Here is the logic gate level implementation (5 gates) of a latch. Note that a logic gate is built using transistors.

The chip is actually RAM. Of course, you could string together several RAM chips on a circuit board and create even more RAM (or you could just buy bigger RAM chips).

Answer 5

In DRAM, memory is a capacitor. Each bit, each cell, is a capacitor. The presence of many electrons in a cell defines the 1/0 value. These capacitors are built on the silicon in rectangular grids. Thus a memory chip is covered with rectangular patterns.

To read out, or to write to, just one bit at a time, requires too much circuitry.

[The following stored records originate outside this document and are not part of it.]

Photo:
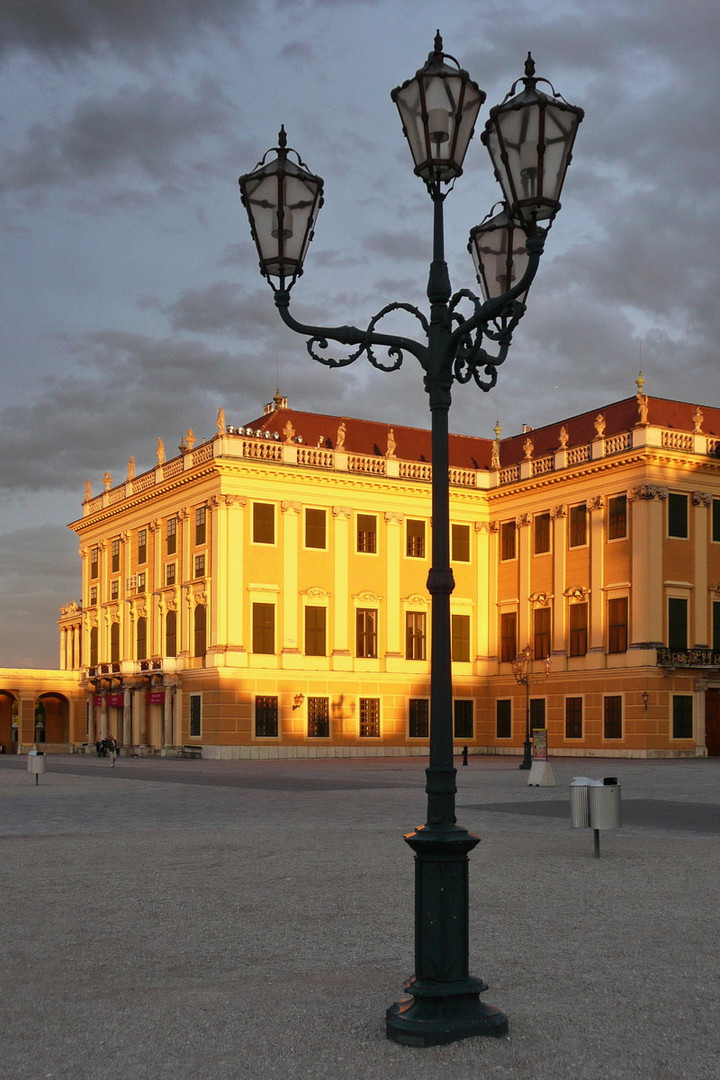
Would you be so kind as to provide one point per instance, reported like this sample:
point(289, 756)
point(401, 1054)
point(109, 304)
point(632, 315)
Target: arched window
point(171, 634)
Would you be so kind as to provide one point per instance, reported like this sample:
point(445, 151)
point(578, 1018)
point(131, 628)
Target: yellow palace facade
point(263, 592)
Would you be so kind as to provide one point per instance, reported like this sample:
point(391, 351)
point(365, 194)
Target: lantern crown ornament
point(438, 108)
point(530, 137)
point(282, 199)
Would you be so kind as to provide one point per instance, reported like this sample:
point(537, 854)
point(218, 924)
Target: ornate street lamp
point(522, 673)
point(438, 108)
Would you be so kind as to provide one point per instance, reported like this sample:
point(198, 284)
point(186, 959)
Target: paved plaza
point(199, 919)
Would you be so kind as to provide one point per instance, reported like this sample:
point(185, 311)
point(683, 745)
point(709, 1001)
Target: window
point(369, 710)
point(617, 624)
point(612, 716)
point(578, 535)
point(682, 716)
point(573, 717)
point(677, 515)
point(617, 517)
point(415, 635)
point(141, 638)
point(460, 543)
point(578, 645)
point(315, 631)
point(318, 718)
point(507, 541)
point(200, 631)
point(541, 633)
point(416, 539)
point(266, 716)
point(504, 718)
point(460, 637)
point(507, 636)
point(462, 718)
point(366, 632)
point(418, 718)
point(263, 523)
point(677, 623)
point(315, 528)
point(201, 524)
point(542, 534)
point(195, 715)
point(263, 628)
point(537, 713)
point(171, 634)
point(367, 534)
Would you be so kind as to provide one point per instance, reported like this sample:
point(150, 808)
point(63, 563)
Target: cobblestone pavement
point(254, 919)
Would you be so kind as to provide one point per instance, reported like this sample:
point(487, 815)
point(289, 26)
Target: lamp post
point(530, 139)
point(522, 673)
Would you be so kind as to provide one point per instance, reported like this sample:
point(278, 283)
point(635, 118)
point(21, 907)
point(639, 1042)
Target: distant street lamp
point(530, 138)
point(524, 675)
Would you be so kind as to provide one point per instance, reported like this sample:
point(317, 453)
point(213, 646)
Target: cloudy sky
point(131, 306)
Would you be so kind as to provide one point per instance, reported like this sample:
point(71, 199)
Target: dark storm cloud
point(137, 130)
point(60, 28)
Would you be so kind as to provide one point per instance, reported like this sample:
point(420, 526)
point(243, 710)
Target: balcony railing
point(688, 658)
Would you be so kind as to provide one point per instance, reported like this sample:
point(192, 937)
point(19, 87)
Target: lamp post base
point(436, 1014)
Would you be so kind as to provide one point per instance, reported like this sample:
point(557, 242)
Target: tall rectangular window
point(507, 636)
point(578, 643)
point(315, 528)
point(367, 534)
point(263, 628)
point(460, 543)
point(507, 541)
point(537, 713)
point(541, 538)
point(504, 718)
point(263, 523)
point(617, 624)
point(266, 716)
point(578, 531)
point(315, 631)
point(418, 718)
point(415, 635)
point(541, 633)
point(573, 717)
point(612, 716)
point(682, 716)
point(677, 515)
point(415, 538)
point(195, 715)
point(318, 718)
point(171, 536)
point(617, 517)
point(462, 718)
point(369, 717)
point(460, 637)
point(366, 632)
point(677, 623)
point(201, 524)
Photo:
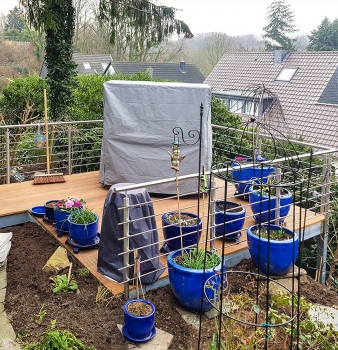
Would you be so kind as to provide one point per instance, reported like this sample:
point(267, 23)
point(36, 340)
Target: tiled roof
point(309, 100)
point(166, 71)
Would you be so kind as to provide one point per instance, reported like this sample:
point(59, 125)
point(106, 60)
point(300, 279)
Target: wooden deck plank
point(20, 197)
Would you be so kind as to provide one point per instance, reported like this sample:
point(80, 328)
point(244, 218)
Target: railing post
point(212, 211)
point(278, 194)
point(324, 208)
point(8, 159)
point(70, 161)
point(126, 246)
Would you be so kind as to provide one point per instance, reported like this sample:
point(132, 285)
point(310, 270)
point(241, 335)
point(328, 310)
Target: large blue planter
point(263, 207)
point(171, 233)
point(188, 284)
point(138, 328)
point(229, 222)
point(282, 254)
point(243, 177)
point(61, 220)
point(83, 234)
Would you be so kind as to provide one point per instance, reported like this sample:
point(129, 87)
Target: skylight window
point(286, 74)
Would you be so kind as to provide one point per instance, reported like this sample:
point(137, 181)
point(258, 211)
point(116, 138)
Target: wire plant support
point(260, 160)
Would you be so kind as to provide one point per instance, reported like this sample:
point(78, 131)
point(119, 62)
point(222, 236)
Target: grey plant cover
point(139, 118)
point(143, 235)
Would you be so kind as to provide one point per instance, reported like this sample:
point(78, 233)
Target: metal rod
point(8, 159)
point(70, 161)
point(126, 245)
point(324, 208)
point(212, 211)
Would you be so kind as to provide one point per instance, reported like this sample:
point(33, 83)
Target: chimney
point(280, 56)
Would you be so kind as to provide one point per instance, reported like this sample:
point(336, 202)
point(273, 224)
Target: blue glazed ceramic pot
point(272, 256)
point(138, 328)
point(230, 220)
point(188, 284)
point(190, 234)
point(243, 177)
point(83, 234)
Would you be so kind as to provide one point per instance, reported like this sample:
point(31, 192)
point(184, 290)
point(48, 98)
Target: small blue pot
point(229, 223)
point(282, 255)
point(49, 210)
point(264, 207)
point(188, 284)
point(139, 328)
point(243, 177)
point(171, 233)
point(83, 234)
point(61, 220)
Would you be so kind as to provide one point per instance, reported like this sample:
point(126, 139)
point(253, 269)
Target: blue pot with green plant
point(263, 203)
point(191, 227)
point(187, 277)
point(243, 177)
point(62, 209)
point(83, 226)
point(139, 318)
point(229, 219)
point(273, 248)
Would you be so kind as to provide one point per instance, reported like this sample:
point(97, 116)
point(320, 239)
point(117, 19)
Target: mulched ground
point(29, 289)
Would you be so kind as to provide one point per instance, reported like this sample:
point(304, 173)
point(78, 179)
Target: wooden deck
point(20, 197)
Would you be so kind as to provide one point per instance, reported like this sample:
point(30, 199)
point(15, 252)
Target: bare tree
point(215, 45)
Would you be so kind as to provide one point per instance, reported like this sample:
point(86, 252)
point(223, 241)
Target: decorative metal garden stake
point(137, 274)
point(176, 160)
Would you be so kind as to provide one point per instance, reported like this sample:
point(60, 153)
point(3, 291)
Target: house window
point(286, 74)
point(236, 106)
point(251, 108)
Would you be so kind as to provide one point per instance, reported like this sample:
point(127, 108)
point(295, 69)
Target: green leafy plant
point(64, 283)
point(83, 272)
point(85, 216)
point(57, 339)
point(278, 235)
point(194, 259)
point(41, 314)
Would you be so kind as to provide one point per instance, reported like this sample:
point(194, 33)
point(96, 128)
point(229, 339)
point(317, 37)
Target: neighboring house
point(183, 72)
point(306, 84)
point(86, 64)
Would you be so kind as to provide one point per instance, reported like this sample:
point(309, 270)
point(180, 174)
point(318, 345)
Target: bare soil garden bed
point(95, 322)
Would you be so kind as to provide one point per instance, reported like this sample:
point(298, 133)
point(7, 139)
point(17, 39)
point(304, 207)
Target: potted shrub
point(187, 277)
point(273, 249)
point(263, 203)
point(49, 210)
point(62, 209)
point(139, 318)
point(173, 223)
point(229, 219)
point(83, 226)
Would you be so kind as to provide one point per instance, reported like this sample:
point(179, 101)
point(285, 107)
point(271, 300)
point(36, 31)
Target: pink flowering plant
point(69, 204)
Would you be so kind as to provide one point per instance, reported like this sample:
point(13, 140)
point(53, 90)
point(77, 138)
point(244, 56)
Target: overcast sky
point(238, 17)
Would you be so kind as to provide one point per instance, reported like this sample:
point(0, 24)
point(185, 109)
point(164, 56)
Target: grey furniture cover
point(139, 118)
point(109, 262)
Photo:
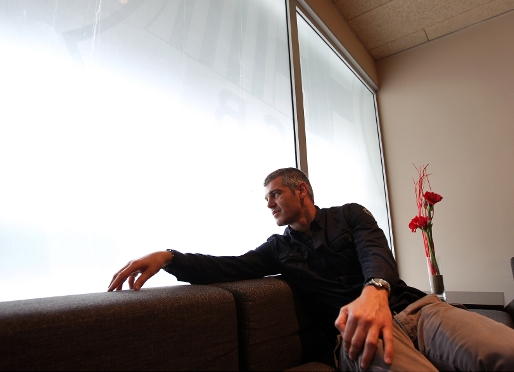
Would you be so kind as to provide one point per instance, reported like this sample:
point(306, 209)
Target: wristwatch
point(172, 254)
point(380, 284)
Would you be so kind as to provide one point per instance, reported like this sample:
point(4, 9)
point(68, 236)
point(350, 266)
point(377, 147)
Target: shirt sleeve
point(373, 251)
point(205, 269)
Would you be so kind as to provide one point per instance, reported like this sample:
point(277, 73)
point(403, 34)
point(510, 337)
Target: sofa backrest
point(167, 328)
point(274, 331)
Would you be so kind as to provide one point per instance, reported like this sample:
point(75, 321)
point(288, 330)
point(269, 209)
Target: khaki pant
point(430, 335)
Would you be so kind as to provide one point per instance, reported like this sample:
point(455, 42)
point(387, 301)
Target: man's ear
point(302, 188)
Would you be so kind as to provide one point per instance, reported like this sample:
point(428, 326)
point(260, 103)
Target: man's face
point(283, 203)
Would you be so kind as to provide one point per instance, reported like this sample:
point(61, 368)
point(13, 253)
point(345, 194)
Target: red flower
point(432, 197)
point(419, 222)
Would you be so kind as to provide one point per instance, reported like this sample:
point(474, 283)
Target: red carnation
point(432, 197)
point(419, 222)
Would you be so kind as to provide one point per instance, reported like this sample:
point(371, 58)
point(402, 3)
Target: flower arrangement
point(425, 202)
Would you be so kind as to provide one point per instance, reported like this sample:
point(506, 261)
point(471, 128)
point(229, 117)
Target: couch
point(245, 325)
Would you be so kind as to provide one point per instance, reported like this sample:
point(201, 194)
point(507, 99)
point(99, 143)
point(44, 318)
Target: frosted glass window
point(343, 147)
point(133, 126)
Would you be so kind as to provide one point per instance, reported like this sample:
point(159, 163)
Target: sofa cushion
point(274, 333)
point(167, 328)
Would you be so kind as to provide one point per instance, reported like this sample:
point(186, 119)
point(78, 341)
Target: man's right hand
point(145, 267)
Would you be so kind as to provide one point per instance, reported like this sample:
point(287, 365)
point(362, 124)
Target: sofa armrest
point(167, 328)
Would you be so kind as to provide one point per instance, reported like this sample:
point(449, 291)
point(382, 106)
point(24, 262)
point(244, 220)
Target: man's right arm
point(144, 267)
point(197, 268)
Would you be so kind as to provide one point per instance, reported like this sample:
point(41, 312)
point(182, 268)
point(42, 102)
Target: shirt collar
point(316, 224)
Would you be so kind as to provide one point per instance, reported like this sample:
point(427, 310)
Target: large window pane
point(133, 126)
point(343, 148)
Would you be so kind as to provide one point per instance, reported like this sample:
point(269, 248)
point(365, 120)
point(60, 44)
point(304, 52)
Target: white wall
point(450, 103)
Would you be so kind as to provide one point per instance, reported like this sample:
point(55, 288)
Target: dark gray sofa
point(246, 325)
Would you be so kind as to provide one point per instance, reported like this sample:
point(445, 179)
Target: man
point(339, 262)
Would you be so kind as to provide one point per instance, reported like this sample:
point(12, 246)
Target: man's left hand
point(363, 321)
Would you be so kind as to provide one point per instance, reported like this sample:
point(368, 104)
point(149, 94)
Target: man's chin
point(280, 222)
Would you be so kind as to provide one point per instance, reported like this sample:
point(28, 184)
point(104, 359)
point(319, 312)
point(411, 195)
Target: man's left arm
point(368, 318)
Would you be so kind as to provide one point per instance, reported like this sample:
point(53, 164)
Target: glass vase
point(436, 284)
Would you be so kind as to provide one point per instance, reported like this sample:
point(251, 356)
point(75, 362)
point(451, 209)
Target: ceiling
point(386, 27)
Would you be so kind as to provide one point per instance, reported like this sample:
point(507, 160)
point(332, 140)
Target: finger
point(340, 322)
point(116, 276)
point(132, 278)
point(145, 275)
point(387, 336)
point(370, 347)
point(120, 286)
point(351, 337)
point(357, 343)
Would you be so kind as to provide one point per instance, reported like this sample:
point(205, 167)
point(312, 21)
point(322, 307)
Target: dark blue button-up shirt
point(328, 268)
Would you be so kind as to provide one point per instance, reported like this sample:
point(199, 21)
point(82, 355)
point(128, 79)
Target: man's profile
point(339, 262)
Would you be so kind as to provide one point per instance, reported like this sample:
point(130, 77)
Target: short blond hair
point(291, 177)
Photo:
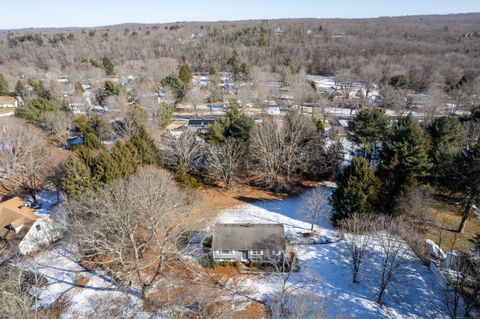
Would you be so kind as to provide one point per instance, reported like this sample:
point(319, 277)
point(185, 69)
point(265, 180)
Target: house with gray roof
point(245, 242)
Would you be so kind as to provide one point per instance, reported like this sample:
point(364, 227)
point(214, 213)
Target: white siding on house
point(42, 233)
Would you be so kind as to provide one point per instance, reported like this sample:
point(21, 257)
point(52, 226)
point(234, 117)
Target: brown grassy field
point(447, 217)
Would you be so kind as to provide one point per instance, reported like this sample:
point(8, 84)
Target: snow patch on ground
point(46, 201)
point(325, 270)
point(59, 266)
point(283, 212)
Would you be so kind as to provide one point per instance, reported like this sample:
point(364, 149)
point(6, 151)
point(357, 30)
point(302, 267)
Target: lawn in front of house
point(5, 110)
point(445, 220)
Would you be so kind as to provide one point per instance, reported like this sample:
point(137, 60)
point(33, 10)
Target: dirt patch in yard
point(445, 218)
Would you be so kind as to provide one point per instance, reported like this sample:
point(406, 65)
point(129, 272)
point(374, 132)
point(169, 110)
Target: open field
point(447, 216)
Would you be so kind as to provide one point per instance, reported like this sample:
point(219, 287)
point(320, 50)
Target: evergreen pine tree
point(92, 141)
point(125, 158)
point(76, 180)
point(465, 178)
point(20, 90)
point(183, 178)
point(85, 155)
point(79, 88)
point(107, 65)
point(105, 170)
point(447, 139)
point(3, 86)
point(357, 191)
point(145, 147)
point(185, 74)
point(369, 127)
point(404, 158)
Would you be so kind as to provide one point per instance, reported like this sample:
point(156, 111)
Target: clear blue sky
point(82, 13)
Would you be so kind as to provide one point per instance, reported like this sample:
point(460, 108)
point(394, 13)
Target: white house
point(8, 101)
point(27, 231)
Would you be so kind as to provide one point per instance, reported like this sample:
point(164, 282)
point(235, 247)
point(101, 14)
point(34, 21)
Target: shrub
point(81, 280)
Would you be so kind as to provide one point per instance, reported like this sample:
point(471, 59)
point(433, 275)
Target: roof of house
point(14, 212)
point(248, 236)
point(7, 99)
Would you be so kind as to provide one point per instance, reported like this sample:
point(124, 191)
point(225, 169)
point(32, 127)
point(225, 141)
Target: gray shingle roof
point(248, 236)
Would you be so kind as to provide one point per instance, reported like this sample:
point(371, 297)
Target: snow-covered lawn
point(59, 267)
point(325, 270)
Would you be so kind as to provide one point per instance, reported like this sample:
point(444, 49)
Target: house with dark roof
point(8, 101)
point(23, 229)
point(244, 242)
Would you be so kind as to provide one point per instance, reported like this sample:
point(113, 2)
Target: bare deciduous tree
point(224, 161)
point(280, 150)
point(357, 233)
point(186, 148)
point(132, 227)
point(414, 203)
point(57, 125)
point(16, 300)
point(313, 204)
point(394, 252)
point(23, 151)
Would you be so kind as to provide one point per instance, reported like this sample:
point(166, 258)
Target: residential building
point(23, 229)
point(244, 242)
point(8, 101)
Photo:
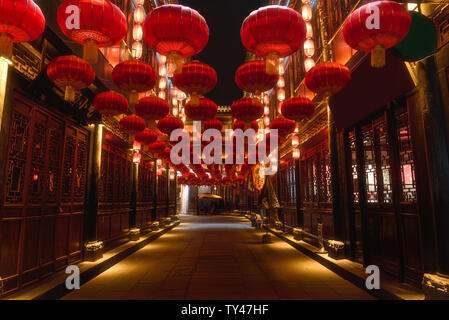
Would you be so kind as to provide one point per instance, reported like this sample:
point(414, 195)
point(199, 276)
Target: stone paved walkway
point(217, 257)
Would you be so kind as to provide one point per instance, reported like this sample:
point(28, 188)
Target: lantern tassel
point(5, 46)
point(133, 98)
point(272, 63)
point(69, 94)
point(378, 58)
point(90, 53)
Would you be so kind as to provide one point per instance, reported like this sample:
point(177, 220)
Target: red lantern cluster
point(70, 73)
point(102, 24)
point(283, 126)
point(168, 124)
point(205, 110)
point(297, 108)
point(176, 31)
point(20, 21)
point(394, 25)
point(252, 77)
point(152, 108)
point(213, 124)
point(273, 32)
point(146, 137)
point(196, 79)
point(132, 124)
point(327, 78)
point(247, 109)
point(110, 103)
point(134, 76)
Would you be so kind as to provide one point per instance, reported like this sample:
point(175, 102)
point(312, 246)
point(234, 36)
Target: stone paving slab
point(217, 258)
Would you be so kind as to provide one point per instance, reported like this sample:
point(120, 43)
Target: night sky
point(224, 51)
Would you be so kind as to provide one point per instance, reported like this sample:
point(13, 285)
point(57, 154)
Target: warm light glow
point(281, 94)
point(266, 121)
point(307, 12)
point(295, 141)
point(309, 48)
point(162, 83)
point(266, 110)
point(136, 146)
point(139, 15)
point(162, 71)
point(281, 70)
point(137, 32)
point(3, 79)
point(281, 82)
point(309, 30)
point(137, 157)
point(309, 63)
point(296, 154)
point(137, 50)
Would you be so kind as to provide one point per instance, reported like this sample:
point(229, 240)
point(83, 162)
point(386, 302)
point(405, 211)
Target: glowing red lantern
point(283, 126)
point(273, 32)
point(157, 147)
point(252, 77)
point(327, 78)
point(134, 77)
point(196, 78)
point(70, 73)
point(241, 125)
point(297, 108)
point(20, 21)
point(146, 137)
point(110, 103)
point(132, 124)
point(213, 124)
point(363, 32)
point(205, 110)
point(247, 109)
point(177, 32)
point(169, 124)
point(101, 24)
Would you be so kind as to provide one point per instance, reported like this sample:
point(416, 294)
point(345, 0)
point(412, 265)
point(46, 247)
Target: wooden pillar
point(133, 200)
point(435, 228)
point(93, 248)
point(154, 211)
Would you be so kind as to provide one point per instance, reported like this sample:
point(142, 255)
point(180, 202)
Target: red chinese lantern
point(205, 110)
point(110, 103)
point(152, 108)
point(363, 32)
point(20, 21)
point(176, 32)
point(273, 32)
point(101, 24)
point(168, 124)
point(132, 124)
point(327, 78)
point(241, 125)
point(297, 108)
point(157, 147)
point(247, 110)
point(213, 124)
point(146, 137)
point(134, 76)
point(196, 79)
point(70, 73)
point(252, 77)
point(283, 126)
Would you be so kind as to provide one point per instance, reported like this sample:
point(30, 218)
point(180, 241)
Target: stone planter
point(297, 234)
point(336, 249)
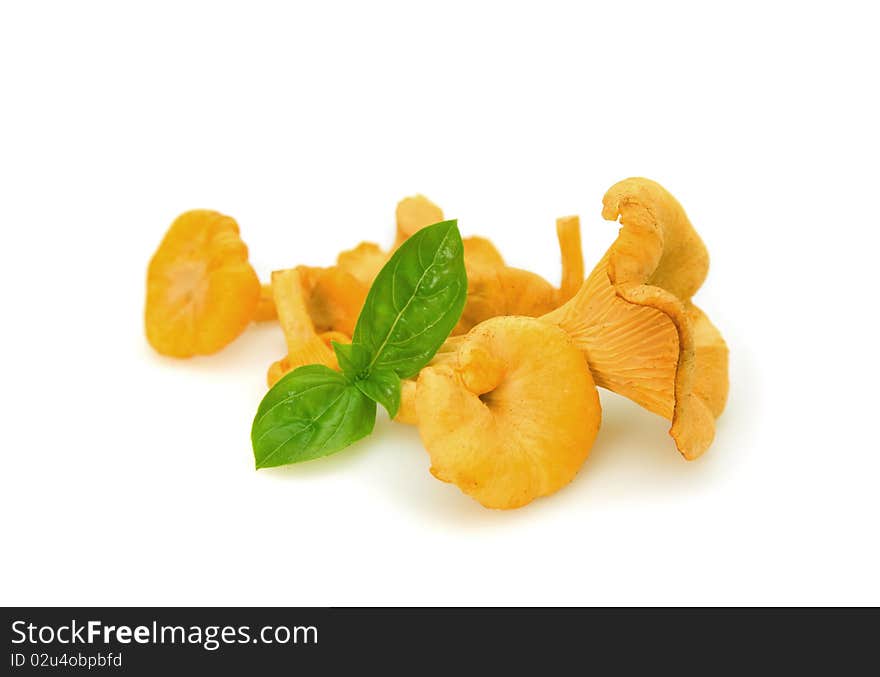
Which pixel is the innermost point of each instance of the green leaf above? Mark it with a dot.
(382, 386)
(311, 412)
(354, 359)
(415, 301)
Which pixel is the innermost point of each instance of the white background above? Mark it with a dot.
(128, 478)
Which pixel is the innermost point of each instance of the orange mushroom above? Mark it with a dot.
(201, 290)
(304, 344)
(634, 319)
(513, 416)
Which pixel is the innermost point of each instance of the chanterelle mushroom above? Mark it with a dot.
(634, 319)
(304, 344)
(495, 289)
(512, 416)
(201, 290)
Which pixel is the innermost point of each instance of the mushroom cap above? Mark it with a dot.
(201, 290)
(513, 416)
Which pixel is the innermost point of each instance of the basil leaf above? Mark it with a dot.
(354, 359)
(311, 412)
(415, 301)
(382, 386)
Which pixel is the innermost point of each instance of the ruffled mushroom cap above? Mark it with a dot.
(304, 344)
(634, 320)
(201, 290)
(503, 423)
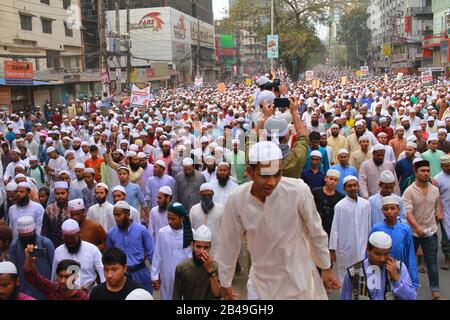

Thus entire rows of capacitors are read out at a time, the value 1/0 of electron charge in each capacitor is stored in a group of FlopFlops/latches, and a multiplexor selects just the ONE BIT you wished. A portion of the address is used to specify the row, and rest of address tells the multiplexor exactly which BIT you wish.

To write, part of the address is used to select the Row, that entire Row is read into the FF/latches, and a multiplexor changes JUST THE ONE BIT you planned to write. Then, that entire Row of data is copied from the (many) latches into the Row of capacitors. This dual-task ---- read, then write ---- makes writing the slower of the 2 memory activities.